PALEMBANG, TRIKPOS.com | Penutupan TNI Manunggal Membangun Desa (TMMD) ke-129 Kodim 0418/Palembang tinggal beberapa hari. Namun, bagi jajaran TNI, berakhirnya program bukan berarti berakhir pula semangat kebersamaan yang dibangun bersama warga.
Pesan itu disampaikan Danramil 418-07/Sukarami Mayor Inf Zainuri saat memimpin apel pembersihan di Lapangan Bola Kaki Kelurahan Talang Jambe, Kecamatan Sukarami, Palembang.

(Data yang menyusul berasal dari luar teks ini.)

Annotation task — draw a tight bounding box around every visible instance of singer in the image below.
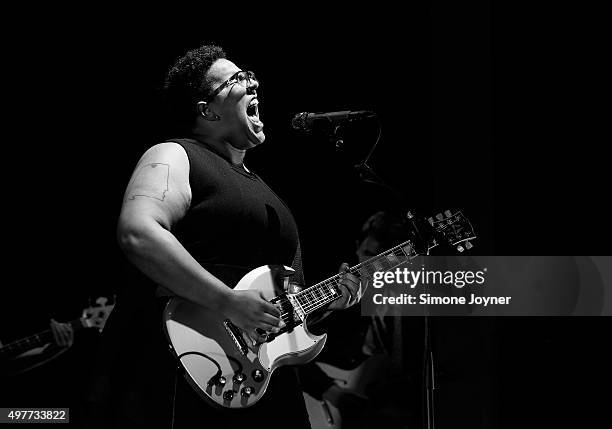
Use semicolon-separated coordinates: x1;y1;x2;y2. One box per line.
84;46;361;429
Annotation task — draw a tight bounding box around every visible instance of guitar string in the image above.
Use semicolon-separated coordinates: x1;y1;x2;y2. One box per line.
274;241;418;317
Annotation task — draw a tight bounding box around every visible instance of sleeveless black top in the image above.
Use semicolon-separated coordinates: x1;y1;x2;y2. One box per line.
87;139;309;429
169;139;298;287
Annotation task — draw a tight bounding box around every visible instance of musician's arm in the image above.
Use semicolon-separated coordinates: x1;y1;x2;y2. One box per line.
117;143;230;308
117;143;280;333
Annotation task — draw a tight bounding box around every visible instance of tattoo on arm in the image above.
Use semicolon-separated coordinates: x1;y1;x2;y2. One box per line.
128;162;170;201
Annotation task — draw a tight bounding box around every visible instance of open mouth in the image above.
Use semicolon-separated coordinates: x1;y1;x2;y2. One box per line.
247;98;259;122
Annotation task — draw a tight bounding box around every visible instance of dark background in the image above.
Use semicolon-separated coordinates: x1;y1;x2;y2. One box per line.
0;2;610;427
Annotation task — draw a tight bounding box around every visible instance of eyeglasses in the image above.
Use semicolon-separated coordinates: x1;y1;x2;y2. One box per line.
207;70;259;101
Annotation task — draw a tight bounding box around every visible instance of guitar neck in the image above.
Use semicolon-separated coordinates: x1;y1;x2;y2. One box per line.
294;241;418;315
0;318;85;358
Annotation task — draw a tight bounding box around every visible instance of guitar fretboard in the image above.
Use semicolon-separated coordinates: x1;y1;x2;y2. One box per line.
294;241;418;315
0;319;83;358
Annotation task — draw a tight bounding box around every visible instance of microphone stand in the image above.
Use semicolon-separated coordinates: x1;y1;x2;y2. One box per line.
329;122;436;429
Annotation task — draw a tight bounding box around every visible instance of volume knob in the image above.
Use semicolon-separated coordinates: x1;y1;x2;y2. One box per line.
252;369;265;383
233;372;246;384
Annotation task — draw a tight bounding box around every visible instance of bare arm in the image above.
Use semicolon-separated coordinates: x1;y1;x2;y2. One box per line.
117;143;280;338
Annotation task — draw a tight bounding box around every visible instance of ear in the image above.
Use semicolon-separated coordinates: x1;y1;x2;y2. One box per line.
196;101;221;121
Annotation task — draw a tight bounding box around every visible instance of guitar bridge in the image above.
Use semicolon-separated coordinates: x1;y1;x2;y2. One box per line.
223;319;249;356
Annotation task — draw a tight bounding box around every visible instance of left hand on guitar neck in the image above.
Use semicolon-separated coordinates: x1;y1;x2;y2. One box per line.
327;263;362;310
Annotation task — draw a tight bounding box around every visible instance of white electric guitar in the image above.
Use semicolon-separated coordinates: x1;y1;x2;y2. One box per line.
164;212;475;408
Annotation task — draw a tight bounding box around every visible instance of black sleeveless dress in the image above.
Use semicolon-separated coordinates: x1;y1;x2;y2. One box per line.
88;139;310;429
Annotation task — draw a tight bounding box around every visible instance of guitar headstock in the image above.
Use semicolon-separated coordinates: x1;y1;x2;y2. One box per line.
427;210;476;252
81;296;115;332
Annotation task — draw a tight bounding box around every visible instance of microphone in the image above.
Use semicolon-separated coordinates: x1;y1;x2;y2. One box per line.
291;110;376;131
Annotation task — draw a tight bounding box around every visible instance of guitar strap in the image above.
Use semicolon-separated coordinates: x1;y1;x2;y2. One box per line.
291;237;306;287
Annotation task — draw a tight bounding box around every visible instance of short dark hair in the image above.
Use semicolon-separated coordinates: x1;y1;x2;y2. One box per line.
163;45;226;134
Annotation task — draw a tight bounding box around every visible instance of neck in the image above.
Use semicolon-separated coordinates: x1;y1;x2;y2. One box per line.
193;132;246;165
293;241;418;317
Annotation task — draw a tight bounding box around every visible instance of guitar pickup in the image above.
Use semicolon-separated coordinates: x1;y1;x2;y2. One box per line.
223;319;249;356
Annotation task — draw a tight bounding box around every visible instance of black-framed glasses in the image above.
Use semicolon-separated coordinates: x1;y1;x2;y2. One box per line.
207;70;259;101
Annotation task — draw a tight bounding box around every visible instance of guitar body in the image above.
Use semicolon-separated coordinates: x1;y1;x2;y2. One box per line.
164;265;327;408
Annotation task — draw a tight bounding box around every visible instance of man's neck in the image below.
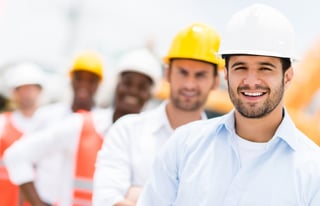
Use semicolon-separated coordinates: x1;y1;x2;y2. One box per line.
235;107;283;142
19;107;37;118
166;102;203;129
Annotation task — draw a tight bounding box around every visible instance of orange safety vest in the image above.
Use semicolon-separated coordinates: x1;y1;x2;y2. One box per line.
0;112;29;206
72;111;102;206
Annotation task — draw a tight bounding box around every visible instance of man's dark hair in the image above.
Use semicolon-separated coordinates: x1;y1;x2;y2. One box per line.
222;54;292;74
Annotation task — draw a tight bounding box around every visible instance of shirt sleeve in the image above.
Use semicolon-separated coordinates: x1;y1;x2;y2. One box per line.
92;116;132;206
137;129;184;206
3;116;81;185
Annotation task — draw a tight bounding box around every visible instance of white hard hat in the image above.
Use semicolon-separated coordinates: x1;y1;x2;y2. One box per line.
5;63;45;89
117;49;162;84
219;4;295;59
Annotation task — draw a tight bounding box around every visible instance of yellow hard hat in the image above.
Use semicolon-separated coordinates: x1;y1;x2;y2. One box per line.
70;51;103;80
163;23;224;68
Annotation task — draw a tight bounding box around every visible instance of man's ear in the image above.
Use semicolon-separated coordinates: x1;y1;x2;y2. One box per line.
223;67;228;81
211;71;220;90
164;65;171;83
284;67;294;89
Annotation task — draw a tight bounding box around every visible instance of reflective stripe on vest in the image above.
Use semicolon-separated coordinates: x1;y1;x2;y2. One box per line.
73;112;102;205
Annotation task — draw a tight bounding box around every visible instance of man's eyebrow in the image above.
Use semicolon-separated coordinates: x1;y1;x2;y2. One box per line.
259;62;276;68
231;62;245;68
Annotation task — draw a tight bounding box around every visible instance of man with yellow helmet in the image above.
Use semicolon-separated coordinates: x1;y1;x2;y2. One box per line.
93;23;223;206
137;4;320;206
5;50;161;206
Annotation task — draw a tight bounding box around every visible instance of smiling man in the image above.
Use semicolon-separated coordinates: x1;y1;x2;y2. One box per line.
138;4;320;206
93;23;223;206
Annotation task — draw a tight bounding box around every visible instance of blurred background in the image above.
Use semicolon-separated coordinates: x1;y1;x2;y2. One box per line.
0;0;320;116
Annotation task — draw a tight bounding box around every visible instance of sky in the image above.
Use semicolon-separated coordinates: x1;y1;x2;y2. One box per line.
0;0;320;70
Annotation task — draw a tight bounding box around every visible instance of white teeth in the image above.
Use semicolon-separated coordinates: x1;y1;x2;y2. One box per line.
244;92;263;97
123;96;139;104
182;92;196;97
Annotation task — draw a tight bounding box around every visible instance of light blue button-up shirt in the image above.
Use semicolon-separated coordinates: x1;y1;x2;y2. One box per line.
138;108;320;206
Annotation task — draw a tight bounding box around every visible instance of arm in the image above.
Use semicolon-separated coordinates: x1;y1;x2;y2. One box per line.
114;186;142;206
4;118;77;204
20;182;45;206
93;118;132;205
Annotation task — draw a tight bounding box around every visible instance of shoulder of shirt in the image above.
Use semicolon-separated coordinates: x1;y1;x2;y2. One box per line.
114;105;160;125
172;115;226;146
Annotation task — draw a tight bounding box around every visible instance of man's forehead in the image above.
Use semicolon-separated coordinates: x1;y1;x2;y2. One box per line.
229;55;281;66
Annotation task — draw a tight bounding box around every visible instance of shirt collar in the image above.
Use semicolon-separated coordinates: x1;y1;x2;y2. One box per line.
217;108;299;150
152;100;208;132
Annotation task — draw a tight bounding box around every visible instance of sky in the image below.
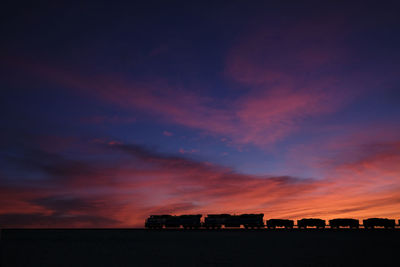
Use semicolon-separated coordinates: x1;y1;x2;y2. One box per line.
0;1;400;227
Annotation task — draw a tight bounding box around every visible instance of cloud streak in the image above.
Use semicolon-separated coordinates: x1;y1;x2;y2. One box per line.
0;130;400;227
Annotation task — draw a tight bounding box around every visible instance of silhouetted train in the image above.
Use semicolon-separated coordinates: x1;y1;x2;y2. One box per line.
363;218;400;229
203;214;264;229
145;213;400;229
329;219;360;229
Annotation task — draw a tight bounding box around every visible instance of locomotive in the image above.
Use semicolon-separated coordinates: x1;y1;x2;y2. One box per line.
329;219;360;229
266;219;294;229
144;214;202;229
363;218;400;229
145;213;400;229
203;214;264;229
297;218;326;229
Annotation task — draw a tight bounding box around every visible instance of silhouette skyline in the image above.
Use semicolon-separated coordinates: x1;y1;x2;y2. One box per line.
0;1;400;228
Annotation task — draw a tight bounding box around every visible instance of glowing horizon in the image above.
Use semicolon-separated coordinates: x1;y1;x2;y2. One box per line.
0;3;400;228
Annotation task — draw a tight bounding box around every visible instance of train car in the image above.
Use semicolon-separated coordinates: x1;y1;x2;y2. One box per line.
238;213;264;229
266;219;294;229
363;218;396;229
297;218;326;229
329;218;360;229
144;215;172;229
203;214;264;229
179;214;202;229
145;214;202;229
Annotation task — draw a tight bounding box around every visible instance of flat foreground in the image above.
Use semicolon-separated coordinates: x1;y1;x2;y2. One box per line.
0;229;400;267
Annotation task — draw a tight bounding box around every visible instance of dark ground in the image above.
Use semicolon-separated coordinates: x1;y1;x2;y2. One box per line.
0;229;400;267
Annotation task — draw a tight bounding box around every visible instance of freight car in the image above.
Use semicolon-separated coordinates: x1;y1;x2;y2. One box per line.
363;218;396;229
203;214;264;229
145;214;400;229
329;219;360;229
297;218;326;229
145;214;202;229
266;219;294;229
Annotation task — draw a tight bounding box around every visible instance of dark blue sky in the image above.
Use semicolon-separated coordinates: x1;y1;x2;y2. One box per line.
0;1;400;226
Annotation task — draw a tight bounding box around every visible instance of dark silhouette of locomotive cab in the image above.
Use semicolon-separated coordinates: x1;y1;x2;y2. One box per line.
266;219;294;229
144;214;202;229
144;215;172;229
297;218;326;229
203;214;264;229
329;219;360;229
363;218;396;229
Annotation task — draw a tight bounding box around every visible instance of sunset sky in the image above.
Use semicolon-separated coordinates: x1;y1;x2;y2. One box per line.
0;1;400;227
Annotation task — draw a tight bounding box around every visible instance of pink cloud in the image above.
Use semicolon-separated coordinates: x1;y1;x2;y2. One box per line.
163;131;174;136
0;131;400;227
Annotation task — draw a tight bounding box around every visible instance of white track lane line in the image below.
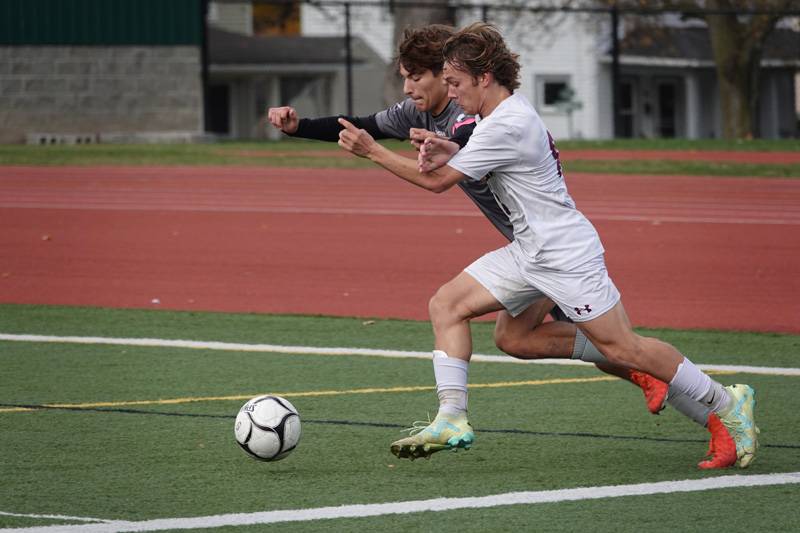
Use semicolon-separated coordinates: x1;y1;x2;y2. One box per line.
0;333;800;376
0;472;800;533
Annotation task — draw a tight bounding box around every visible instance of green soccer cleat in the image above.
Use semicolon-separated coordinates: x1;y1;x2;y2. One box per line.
719;385;759;468
391;413;475;461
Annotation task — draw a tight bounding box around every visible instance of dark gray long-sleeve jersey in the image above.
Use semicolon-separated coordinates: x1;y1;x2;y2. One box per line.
293;98;513;241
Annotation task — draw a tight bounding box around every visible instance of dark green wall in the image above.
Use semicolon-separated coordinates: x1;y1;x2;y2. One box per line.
0;0;204;45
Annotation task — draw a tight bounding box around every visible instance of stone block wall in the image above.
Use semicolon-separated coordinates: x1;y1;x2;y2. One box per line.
0;46;203;143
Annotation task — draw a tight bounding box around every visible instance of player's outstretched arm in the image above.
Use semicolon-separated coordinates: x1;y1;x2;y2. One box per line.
267;106;300;135
339;118;466;193
267;106;389;142
417;136;461;172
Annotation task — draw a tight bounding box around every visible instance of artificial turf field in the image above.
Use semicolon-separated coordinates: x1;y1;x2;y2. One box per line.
0;305;800;532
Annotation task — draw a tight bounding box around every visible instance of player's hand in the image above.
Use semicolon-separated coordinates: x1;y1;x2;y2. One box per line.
267;106;300;134
417;135;460;172
408;128;436;151
339;117;378;157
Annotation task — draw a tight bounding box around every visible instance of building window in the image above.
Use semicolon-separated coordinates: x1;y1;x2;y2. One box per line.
535;75;570;111
253;2;300;36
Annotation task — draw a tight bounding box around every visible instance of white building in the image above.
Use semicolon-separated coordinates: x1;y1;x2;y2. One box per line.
209;0;800;139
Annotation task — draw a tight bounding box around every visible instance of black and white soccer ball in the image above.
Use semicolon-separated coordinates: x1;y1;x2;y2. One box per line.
238;395;300;461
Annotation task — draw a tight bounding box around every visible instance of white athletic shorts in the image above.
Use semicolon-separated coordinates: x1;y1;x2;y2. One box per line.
464;242;620;322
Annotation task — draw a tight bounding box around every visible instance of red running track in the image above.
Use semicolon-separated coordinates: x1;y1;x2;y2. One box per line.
0;167;800;333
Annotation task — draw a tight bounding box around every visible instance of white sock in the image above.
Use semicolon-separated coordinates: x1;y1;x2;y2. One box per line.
669;357;730;413
433;350;469;415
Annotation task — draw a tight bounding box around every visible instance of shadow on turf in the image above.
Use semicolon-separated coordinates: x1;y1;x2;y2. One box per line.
0;403;800;449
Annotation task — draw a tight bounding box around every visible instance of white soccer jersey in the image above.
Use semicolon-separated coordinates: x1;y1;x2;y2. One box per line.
448;94;604;270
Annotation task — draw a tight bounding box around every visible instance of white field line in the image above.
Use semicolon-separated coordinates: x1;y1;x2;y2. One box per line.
6;472;800;533
0;333;800;376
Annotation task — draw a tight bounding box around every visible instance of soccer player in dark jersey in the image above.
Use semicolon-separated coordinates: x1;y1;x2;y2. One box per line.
268;24;732;466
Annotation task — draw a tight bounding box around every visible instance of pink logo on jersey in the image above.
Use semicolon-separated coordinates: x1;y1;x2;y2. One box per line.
451;117;475;135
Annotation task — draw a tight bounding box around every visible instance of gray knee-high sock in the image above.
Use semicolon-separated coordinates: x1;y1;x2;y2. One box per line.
572;329;608;364
667;387;711;427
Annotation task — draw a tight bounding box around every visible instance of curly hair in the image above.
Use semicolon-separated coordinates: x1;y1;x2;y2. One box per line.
396;24;456;75
443;22;520;93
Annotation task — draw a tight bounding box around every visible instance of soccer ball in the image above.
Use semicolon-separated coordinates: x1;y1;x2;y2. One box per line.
238;395;300;461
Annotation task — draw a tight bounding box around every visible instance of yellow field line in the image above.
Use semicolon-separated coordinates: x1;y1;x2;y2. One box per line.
0;376;619;413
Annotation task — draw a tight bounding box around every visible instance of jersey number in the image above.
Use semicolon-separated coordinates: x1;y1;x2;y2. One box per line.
547;131;564;178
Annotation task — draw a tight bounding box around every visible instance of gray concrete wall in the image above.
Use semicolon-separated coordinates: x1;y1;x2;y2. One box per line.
0;46;203;143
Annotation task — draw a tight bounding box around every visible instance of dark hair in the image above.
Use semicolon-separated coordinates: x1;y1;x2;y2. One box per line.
397;24;455;74
443;22;520;93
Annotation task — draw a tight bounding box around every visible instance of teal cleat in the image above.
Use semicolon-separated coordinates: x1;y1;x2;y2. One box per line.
719;385;759;468
391;413;475;461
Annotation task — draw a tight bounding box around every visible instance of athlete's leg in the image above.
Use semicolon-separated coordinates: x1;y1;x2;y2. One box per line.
428;272;503;361
494;298;576;359
579;302;758;468
390;272;503;459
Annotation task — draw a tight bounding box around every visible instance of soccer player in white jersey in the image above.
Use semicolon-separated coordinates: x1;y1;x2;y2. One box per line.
339;23;758;468
267;24;680;424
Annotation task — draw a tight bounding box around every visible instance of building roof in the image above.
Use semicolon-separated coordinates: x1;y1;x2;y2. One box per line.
208;26;374;66
619;26;800;66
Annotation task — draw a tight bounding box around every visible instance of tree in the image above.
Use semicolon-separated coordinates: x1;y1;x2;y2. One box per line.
603;0;797;139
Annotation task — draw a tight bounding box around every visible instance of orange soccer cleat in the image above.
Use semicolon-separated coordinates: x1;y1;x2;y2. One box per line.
628;370;669;415
697;413;737;470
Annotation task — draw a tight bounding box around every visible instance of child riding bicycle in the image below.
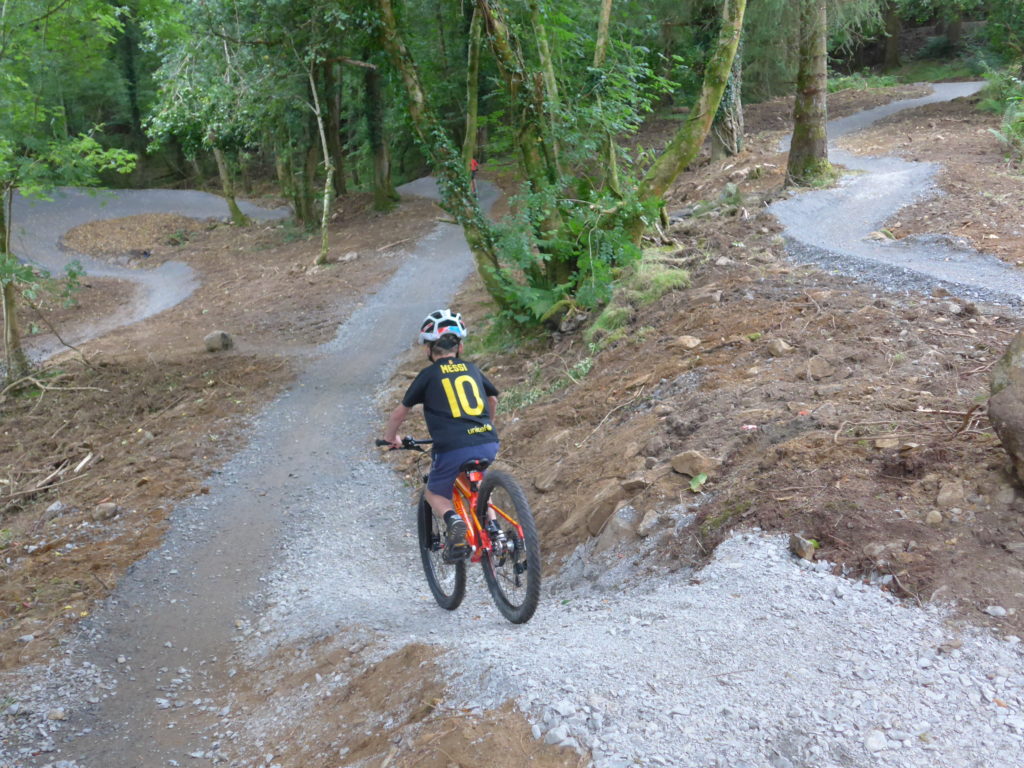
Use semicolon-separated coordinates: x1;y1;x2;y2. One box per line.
384;309;498;560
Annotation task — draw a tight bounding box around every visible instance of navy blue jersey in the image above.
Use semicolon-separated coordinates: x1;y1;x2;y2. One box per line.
401;357;498;453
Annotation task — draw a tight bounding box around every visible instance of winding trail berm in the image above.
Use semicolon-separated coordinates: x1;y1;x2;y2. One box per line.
768;82;1024;310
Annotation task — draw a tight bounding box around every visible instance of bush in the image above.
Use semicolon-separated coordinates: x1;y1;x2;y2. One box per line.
828;70;899;93
979;72;1024;165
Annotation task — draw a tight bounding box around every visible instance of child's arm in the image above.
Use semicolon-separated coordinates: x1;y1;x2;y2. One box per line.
384;406;410;449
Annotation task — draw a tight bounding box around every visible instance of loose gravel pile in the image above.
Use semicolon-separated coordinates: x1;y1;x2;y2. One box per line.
250;475;1024;768
0;91;1024;768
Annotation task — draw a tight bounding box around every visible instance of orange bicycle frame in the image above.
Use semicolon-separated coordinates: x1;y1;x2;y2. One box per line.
452;470;524;562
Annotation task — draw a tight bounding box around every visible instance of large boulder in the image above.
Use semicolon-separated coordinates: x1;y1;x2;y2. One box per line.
988;332;1024;484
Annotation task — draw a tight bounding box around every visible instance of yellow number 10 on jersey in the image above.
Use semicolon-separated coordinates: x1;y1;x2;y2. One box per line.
441;376;483;419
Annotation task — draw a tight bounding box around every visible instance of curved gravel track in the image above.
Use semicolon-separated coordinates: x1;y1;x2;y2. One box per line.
768;83;1024;309
0;87;1024;768
11;188;291;359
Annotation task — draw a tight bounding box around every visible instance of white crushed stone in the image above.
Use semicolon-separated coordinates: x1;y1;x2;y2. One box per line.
246;450;1024;768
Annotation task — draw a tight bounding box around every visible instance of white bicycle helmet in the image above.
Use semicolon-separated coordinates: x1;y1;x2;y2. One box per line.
420;308;466;344
420;308;466;344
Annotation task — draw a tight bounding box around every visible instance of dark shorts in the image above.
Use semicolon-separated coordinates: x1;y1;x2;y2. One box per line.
427;442;498;498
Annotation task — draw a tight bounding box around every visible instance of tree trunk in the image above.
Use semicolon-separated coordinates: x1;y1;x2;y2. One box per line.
477;0;559;188
711;38;743;161
946;13;964;47
299;138;319;228
118;2;145;147
0;187;29;383
462;8;483;173
306;65;334;266
377;0;510;307
633;0;746;204
365;58;398;211
594;0;623;197
786;0;830;184
213;146;249;226
885;0;903;70
529;0;559;105
324;63;348;197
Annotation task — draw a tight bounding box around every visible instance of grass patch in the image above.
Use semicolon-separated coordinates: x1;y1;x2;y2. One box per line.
500;356;594;412
793;160;843;189
890;58;982;83
700;500;754;538
626;260;690;306
828;70;900;93
583;301;633;344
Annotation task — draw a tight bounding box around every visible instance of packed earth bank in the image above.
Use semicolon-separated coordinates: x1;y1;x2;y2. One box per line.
0;83;1024;766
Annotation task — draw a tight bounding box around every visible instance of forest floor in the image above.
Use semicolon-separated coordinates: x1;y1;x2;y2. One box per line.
0;81;1024;766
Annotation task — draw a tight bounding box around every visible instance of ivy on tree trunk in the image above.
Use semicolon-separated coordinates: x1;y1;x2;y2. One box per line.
636;0;746;204
786;0;830;184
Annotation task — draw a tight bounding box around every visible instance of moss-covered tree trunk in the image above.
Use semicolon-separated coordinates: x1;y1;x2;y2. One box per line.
711;38;744;160
634;0;746;204
213;146;249;226
462;8;483;167
476;0;575;286
0;195;29;383
529;0;559;106
364;56;398;211
324;63;348;197
306;67;334;266
377;0;510;307
885;0;903;70
476;0;559;187
594;0;623;197
786;0;830;184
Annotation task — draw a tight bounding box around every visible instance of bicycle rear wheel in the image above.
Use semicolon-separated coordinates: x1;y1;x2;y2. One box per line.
477;470;541;624
416;494;466;610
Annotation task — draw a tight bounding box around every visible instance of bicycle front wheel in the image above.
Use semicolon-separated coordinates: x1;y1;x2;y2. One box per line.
477;470;541;624
416;495;466;610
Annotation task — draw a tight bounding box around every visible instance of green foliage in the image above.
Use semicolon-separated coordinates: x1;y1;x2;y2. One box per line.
985;0;1024;61
496;183;651;324
621;259;690;306
984;73;1024;166
891;59;983;83
500;357;594;412
583;304;633;347
828;70;900;93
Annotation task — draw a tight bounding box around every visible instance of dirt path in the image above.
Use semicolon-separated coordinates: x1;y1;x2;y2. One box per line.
11;189;290;359
769;83;1024;308
4;88;1024;768
18;176;497;768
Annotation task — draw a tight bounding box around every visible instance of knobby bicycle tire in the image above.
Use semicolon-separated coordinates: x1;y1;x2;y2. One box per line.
416;495;466;610
477;470;541;624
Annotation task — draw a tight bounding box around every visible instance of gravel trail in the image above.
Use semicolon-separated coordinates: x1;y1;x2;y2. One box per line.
769;83;1024;309
11;188;290;359
0;83;1024;768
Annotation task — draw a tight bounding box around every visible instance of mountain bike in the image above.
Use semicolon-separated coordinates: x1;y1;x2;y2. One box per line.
377;437;541;624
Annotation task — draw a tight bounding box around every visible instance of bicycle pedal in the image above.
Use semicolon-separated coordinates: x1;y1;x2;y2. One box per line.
441;545;472;565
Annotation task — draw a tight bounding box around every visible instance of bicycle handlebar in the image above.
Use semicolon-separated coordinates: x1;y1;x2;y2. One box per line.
374;435;433;453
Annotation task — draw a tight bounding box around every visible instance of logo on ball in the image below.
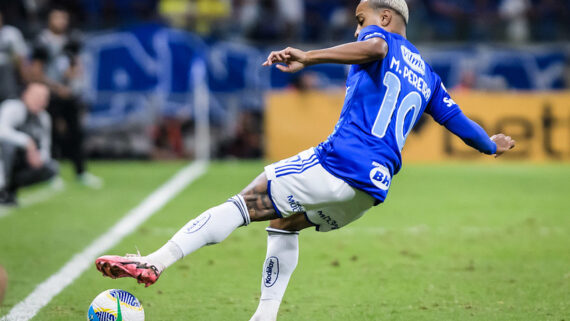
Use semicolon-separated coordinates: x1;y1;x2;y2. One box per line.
263;256;279;288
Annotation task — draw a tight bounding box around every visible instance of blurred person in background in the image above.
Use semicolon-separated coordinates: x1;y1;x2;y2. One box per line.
499;0;531;43
0;83;58;206
30;7;103;188
0;12;27;102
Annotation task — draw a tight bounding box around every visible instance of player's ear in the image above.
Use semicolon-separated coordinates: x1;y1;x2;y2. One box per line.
380;9;392;27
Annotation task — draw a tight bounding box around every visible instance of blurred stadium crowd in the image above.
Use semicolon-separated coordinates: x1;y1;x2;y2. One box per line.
2;0;570;43
0;0;570;201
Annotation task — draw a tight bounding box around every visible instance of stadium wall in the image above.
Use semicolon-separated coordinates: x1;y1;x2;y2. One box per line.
265;91;570;162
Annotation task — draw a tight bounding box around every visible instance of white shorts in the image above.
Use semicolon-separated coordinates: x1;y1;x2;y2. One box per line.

Pembersihan dilakukan sebagai bagian dari persiapan menjelang penutupan TMMD yang dijadwalkan pada 13 Agustus 2026. Personel TNI bersama unsur terkait membersihkan lapangan dan lingkungan di sekitar lokasi agar seluruh rangkaian kegiatan penutupan dapat berlangsung tertib dan nyaman.
Zainuri meminta personel menyelesaikan persiapan dengan penuh tanggung jawab. Menurut dia, kebersihan dan kerapian lokasi menjadi bagian dari keberhasilan pelaksanaan kegiatan.
“Menjelang penutupan, kita ingin seluruh lokasi dalam kondisi bersih, rapi dan siap digunakan. Ini merupakan tanggung jawab bersama,” ujar Zainuri.
Namun, ada pesan lain yang lebih penting dari kegiatan tersebut. Zainuri menekankan agar kebersamaan yang terbentuk selama TMMD tidak berhenti ketika Satgas kembali dari lokasi.
Selama pelaksanaan TMMD, prajurit dan masyarakat terlibat dalam berbagai kegiatan pembangunan dan gotong royong. Interaksi tersebut membuat program tidak hanya menghasilkan perubahan pada fasilitas fisik, tetapi juga memperkuat hubungan antara TNI dan masyarakat.
Kini, ketika TMMD memasuki tahap akhir, sejumlah pekerjaan pembangunan telah berada pada fase penyelesaian. Persiapan penutupan menjadi penanda bahwa rangkaian program segera berakhir.
Lapangan yang dibersihkan menjadi salah satu gambaran kecil dari tahap akhir tersebut. Setelah pekerjaan pembangunan dikebut, perhatian kini diarahkan pada memastikan seluruh lokasi kegiatan tertata sebelum penutupan.
Bagi TNI, keberhasilan TMMD tidak berhenti pada seremoni penutupan. Hasil pembangunan diharapkan terus dirawat, sementara semangat gotong royong yang tumbuh selama program dapat dilanjutkan masyarakat.
Penutupan pada 13 Agustus nanti karena itu bukan sekadar akhir agenda. Ia menjadi titik peralihan: dari pembangunan yang dikerjakan bersama TNI dan warga menuju tanggung jawab masyarakat untuk menjaga hasilnya.
“Semangat kebersamaan yang sudah terbangun harus tetap dipertahankan,” kata Zainuri.
TMMD ke-129 pun memasuki hari-hari terakhirnya. Pembangunan boleh selesai, Satgas boleh kembali, tetapi hubungan yang telah terjalin di Talang Jambe diharapkan tidak ikut berakhir.